Three, I shared all of the above, especially my emotions, with my wife, Sarah. I am a verbal processor, so Sarah hears it all! I am the complete opposite of most guys that I know in that I have to talk things out. Otherwise, my thinking will go into over-drive (and the door of the “Do Not Disturb” portion of my brain will be blown off its hinges). Had I been on the road yesterday, I would have had to journal about the situation to get it out of my mind. The point here is that until I talk about it, or write about it, I will think about it. This may be the one thing you take from this post: get whatever is in your mind onto a piece of paper, or talk about it with a trustworthy person. This will help settle your brain and will help you think clearly about an issue.

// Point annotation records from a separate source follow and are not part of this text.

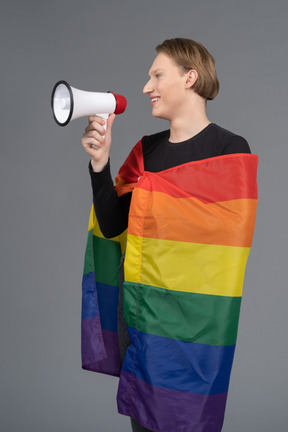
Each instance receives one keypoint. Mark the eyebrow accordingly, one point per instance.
(154, 71)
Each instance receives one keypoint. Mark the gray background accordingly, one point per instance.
(46, 196)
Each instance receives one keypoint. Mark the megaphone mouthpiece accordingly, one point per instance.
(69, 103)
(121, 103)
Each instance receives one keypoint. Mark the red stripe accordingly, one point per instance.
(222, 178)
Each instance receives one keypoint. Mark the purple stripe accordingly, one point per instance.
(100, 350)
(164, 410)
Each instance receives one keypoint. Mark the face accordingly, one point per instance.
(166, 88)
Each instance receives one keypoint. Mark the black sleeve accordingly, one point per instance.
(111, 211)
(236, 144)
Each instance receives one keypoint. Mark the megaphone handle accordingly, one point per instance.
(105, 117)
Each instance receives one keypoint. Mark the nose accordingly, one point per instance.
(148, 87)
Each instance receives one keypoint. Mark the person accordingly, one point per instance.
(182, 79)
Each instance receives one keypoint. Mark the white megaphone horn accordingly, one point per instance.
(69, 103)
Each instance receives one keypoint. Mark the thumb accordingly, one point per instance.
(109, 123)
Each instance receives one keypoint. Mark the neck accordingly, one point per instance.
(190, 122)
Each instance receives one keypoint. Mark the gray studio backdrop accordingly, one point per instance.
(46, 196)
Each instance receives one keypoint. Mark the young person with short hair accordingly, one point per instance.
(158, 358)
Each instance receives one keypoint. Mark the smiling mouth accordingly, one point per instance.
(153, 100)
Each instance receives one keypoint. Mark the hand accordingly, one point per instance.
(97, 142)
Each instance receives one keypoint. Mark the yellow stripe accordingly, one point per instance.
(188, 267)
(93, 224)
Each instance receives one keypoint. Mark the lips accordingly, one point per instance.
(154, 99)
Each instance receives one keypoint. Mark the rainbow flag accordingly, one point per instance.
(189, 236)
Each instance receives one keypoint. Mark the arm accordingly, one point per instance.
(111, 211)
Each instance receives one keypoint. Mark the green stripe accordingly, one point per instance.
(200, 318)
(106, 254)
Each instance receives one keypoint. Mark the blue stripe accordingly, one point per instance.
(89, 297)
(183, 366)
(107, 302)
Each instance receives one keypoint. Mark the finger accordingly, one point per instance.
(95, 135)
(96, 118)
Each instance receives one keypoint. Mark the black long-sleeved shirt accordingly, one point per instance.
(159, 154)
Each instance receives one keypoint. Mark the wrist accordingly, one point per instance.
(98, 166)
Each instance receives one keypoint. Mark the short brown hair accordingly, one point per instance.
(192, 55)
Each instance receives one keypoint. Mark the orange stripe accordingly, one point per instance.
(229, 223)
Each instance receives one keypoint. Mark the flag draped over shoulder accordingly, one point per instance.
(189, 235)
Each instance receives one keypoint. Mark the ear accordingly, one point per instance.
(191, 78)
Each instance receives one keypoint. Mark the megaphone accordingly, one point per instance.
(69, 103)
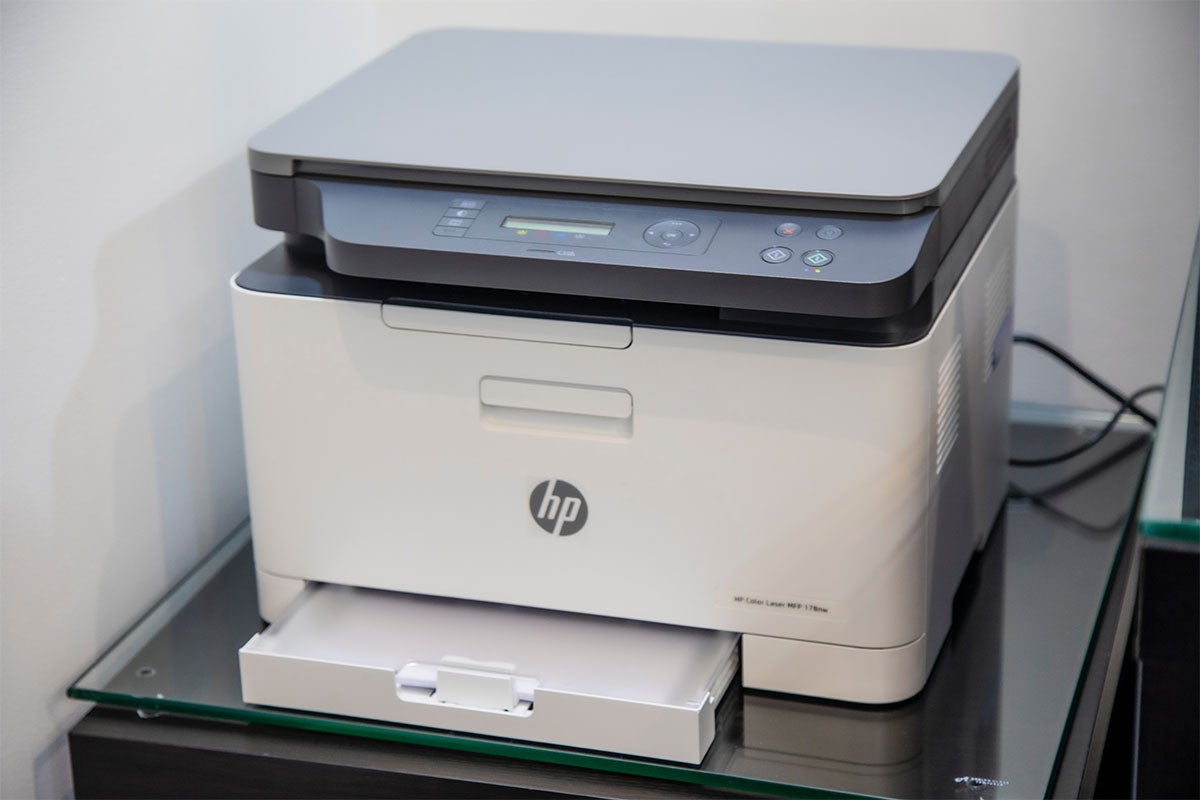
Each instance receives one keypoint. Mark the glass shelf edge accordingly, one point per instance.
(523, 751)
(1180, 530)
(136, 637)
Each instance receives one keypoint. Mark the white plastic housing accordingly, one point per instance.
(821, 499)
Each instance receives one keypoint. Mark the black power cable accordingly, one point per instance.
(1087, 374)
(1128, 403)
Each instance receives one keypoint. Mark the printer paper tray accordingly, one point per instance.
(539, 675)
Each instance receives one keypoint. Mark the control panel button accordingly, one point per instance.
(817, 257)
(671, 233)
(775, 254)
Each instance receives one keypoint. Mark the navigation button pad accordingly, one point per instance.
(671, 233)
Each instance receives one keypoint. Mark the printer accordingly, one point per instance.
(595, 373)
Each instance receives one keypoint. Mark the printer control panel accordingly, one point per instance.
(551, 223)
(741, 257)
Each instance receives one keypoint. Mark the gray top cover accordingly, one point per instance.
(876, 130)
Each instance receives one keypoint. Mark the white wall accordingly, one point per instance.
(125, 208)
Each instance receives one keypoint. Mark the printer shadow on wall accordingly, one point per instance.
(148, 452)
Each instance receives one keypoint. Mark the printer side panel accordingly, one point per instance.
(970, 372)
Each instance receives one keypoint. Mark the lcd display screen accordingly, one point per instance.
(558, 226)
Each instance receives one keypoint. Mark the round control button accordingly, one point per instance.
(817, 257)
(775, 254)
(671, 233)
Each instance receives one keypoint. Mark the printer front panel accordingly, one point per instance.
(751, 485)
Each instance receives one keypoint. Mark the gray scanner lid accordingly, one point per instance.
(789, 125)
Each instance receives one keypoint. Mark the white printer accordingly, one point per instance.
(588, 359)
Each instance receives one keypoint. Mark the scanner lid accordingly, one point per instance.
(803, 126)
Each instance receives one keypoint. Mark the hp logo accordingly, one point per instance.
(558, 507)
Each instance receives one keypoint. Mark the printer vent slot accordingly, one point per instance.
(949, 379)
(999, 313)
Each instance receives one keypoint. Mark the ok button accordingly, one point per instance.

Fourth, I prayed about the situation. This is not a token gesture, I pray multiple times a day. So, with Sarah, I prayed through the acronym I use (C – confess, H – honor God, A – ask God for help, T – Thanksgiving). I confessed my fear, and even my lack of faith. I also confessed my selfishness, meaning I had only been thinking about the situation from MY perspective, not this person’s needs. I asked for wisdom. I also asked God to bless this person and give them wisdom to handle the troubling external situation they were in. Finally, I thanked God that this was the problem I was dealing with. What I mean by that is that this person is a great person on our team, and the problem is not a health problem, or something really dire. So while it is still a problem, it is one that can be dealt with.
Fifth, after prayer, I drank a glass of good wine with Sarah and watched a light-hearted T.V. show to wind down. Do not miss this step, especially the wine!
Sixth, I got up bright and early the following day, did my Bible reading, prayed again, and then went to the gym. I worked out hard, which allowed me to further get out of my mind. I had music blaring and got in a good sweat. An hour later, I was ready to tackle the day.
Finally, I went to work.
You know what? Things DID look different than the day before.
I do not know how this whole scenario will play out, but I wanted to use this week’s post to share what I have done the last twenty-four hours to process this “bad” news. I use quotation marks because after doing all the things listed above, I have gained some perspective. While I do not prefer this news, it is not the worst kind. In fact, I think there is a mutual path forward where everyone will win.
Thank God for his wisdom.
I will eventually talk to the person I am keeping confidential. I will close by saying this process has allowed me to get back to a place where I am FOR them and not against them. Yesterday, I was in a place of fear and sadness that would have shown up in anger had we talked then. That would not have ended well. I am praying I can lead myself through the fear and sadness, with the Power of God, and build this person up as we, together, figure out what the next steps are.